The district court specifically stated that it
"consider[ed] each of the factors set forth in 18 U.S.C. Section
3553(a)," directly addressed Cameron's disparity argument, and
discussed Cameron's crime, history, and characteristics. The
district court's thoroughness forecloses Cameron's claims of
procedural unreasonableness. See Innarelli, 524 F.3d at 292.3
B. The District Court Did Not Commit Substantive Error
Because the district court did not commit procedural
error, we now must consider "the substantive reasonableness of the
sentence imposed under an abuse-of-discretion standard." United
States v. Vázquez-Martínez, 812 F.3d 18, 22 (1st Cir. 2016)
(quoting Gall, 552 U.S. at 51). This Court recognizes the
"substantial discretion vested in a sentencing court" as well as
the judge's prerogative to "custom-tailor an appropriate sentence"
based on the district court's familiarity with the case and its
application of the sentencing factors in 18 U.S.C. § 3553(a).
United States v. Flores-Machicote, 706 F.3d 16, 20 (1st Cir. 2013).
3 Cameron also asserts, in a single sentence, that his 165-month
sentence "served to violate his rights" under the Fifth and Eighth
Amendments of the United States Constitution. Cameron did nothing
to develop those arguments in his briefs or at oral argument, and
so he has waived them. See United States v. Berk, 652 F.3d 132,
137 n.5 (1st Cir. 2011).
-12-
"[W]e afford the district judge wide discretion, as after the
[district court] has calculated the Guidelines range, sentencing
becomes a judgment call," and we "defer to the sentence as
reasonable so long as it is supported by a plausible sentencing
rationale and reaches a defensible result." United States v.
Breton, 740 F.3d 1, 19 (1st Cir. 2014) (alterations omitted). The
question is "whether the sentence, in light of the totality of the
circumstances, resides within the expansive universe of reasonable
sentences." United States v. King, 741 F.3d 305, 308 (1st Cir.
2014). "It is a rare below-the-range sentence that will prove
vulnerable to a defendant's claim of substantive unreasonableness.
Id. at 310 (citing United States v. Floyd, 740 F.3d 22, 39-40 (1st
Cir. 2014)).
Cameron asserts that "there is nothing plausible or
defensible about the result in this case," but he presents nothing
that suggests the district court abused its substantial discretion
to "custom-tailor" a sentence.

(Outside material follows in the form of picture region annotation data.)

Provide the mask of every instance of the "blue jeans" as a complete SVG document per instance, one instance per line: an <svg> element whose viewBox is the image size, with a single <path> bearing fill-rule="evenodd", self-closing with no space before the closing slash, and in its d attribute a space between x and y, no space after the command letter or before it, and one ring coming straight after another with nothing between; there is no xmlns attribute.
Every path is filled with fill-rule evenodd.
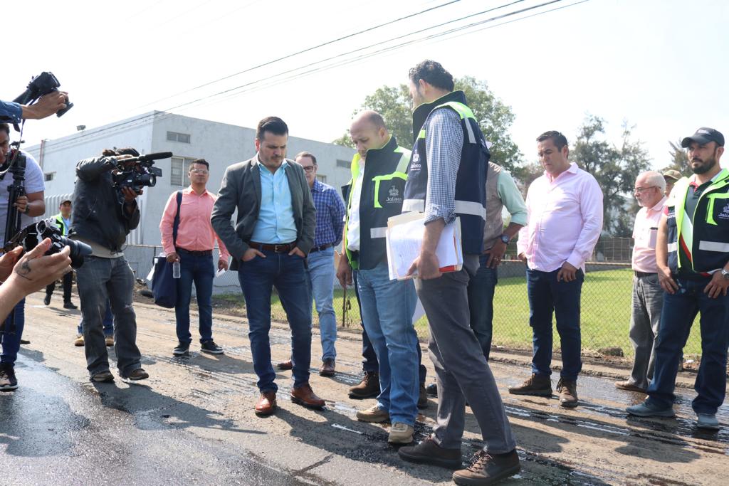
<svg viewBox="0 0 729 486"><path fill-rule="evenodd" d="M321 361L335 359L337 350L337 316L332 305L334 300L334 248L309 254L309 278L312 299L316 303L321 336Z"/></svg>
<svg viewBox="0 0 729 486"><path fill-rule="evenodd" d="M104 313L104 335L113 336L114 335L114 314L112 313L112 304L109 302L109 299L106 299L106 310ZM84 334L84 316L81 315L81 321L79 322L79 326L77 328L79 334Z"/></svg>
<svg viewBox="0 0 729 486"><path fill-rule="evenodd" d="M26 326L26 299L19 302L15 308L15 332L10 332L10 315L5 318L5 327L0 334L0 343L2 344L2 354L0 355L0 363L15 364L17 358L17 351L20 349L20 338L23 337L23 328Z"/></svg>
<svg viewBox="0 0 729 486"><path fill-rule="evenodd" d="M648 387L648 401L660 408L674 404L674 386L679 358L686 345L691 324L701 313L701 364L694 389L698 393L692 406L696 413L714 414L726 393L727 345L729 345L729 296L712 299L703 289L710 279L676 278L679 289L663 294L655 369Z"/></svg>
<svg viewBox="0 0 729 486"><path fill-rule="evenodd" d="M271 290L276 287L291 328L291 359L294 364L294 388L309 382L311 364L311 291L304 259L286 253L262 251L241 262L238 270L241 289L246 297L253 368L261 392L276 391L276 372L271 364Z"/></svg>
<svg viewBox="0 0 729 486"><path fill-rule="evenodd" d="M192 297L192 283L198 300L200 324L200 342L213 340L213 278L215 267L213 256L192 255L179 249L180 278L177 280L177 304L175 305L175 320L177 323L177 340L190 343L190 301Z"/></svg>
<svg viewBox="0 0 729 486"><path fill-rule="evenodd" d="M478 270L468 281L468 308L471 313L471 329L476 334L483 356L488 361L494 331L494 292L499 282L499 269L486 266L489 255L480 255Z"/></svg>
<svg viewBox="0 0 729 486"><path fill-rule="evenodd" d="M109 353L104 335L102 315L106 302L114 314L114 350L117 367L122 377L141 367L136 345L136 315L133 307L134 273L124 256L87 256L76 270L81 313L84 318L84 350L86 367L93 376L109 371Z"/></svg>
<svg viewBox="0 0 729 486"><path fill-rule="evenodd" d="M418 414L417 302L413 281L390 280L387 262L357 271L362 320L380 362L378 406L393 423L413 426Z"/></svg>
<svg viewBox="0 0 729 486"><path fill-rule="evenodd" d="M529 297L529 325L534 333L531 372L552 375L552 314L562 345L563 380L575 380L582 369L580 356L580 296L585 275L577 270L572 282L557 281L558 270L540 272L526 269L526 292Z"/></svg>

Flores-Machicote, 706 F.3d at 20.
Cameron espouses the same sentencing disparity arguments he made
to support his claim of procedural error, and those arguments fail
for much the same reasons. The district court explained its
rationale for the 165-month sentence, which was well below the
Guidelines range, and adopted its well-reasoned sentencing
memorandum from its original sentence in 2011.
-13-
The court's rationale regarding the sentence generally,
and Cameron's disparity argument specifically, was certainly
"plausible," and the result "defensible," which is all that our
review requires. Breton, 740 F.3d at 19. Cameron's sentence, by
virtue of the court's attention to all of the 18 U.S.C. § 3553(a)
factors and Cameron's disparity argument, as well as the relative
leniency of the sentence in light of the Guideline minimum, is
well within the "universe of reasonable sentences." King, 741
F.3d at 308.4 As such, this is plainly not the "rare below-the-
range sentence" that would succumb to a defendant's claim of
substantive unreasonableness. Id. at 310.
III. CONCLUSION
For the foregoing reasons, the district court's sentence
is affirmed.
Affirmed.
4 Citing United States v. Stone, 575 F.3d 83, 97 (1st Cir. 2009),
in which we criticized -- but upheld -- a sentence imposed by this
same district judge, Cameron declares that this district judge
"continue[s] to impose harsh sentences for first time offenders in
CP cases." In light of Cameron's remark, we note that the district
court stated at Cameron's 2011 sentencing hearing that it "take[s]
that directive from the appellate court with seriousness," and
discussed Stone at that hearing and in its 2011 sentencing order,
including this Court's criticism of the Stone sentence.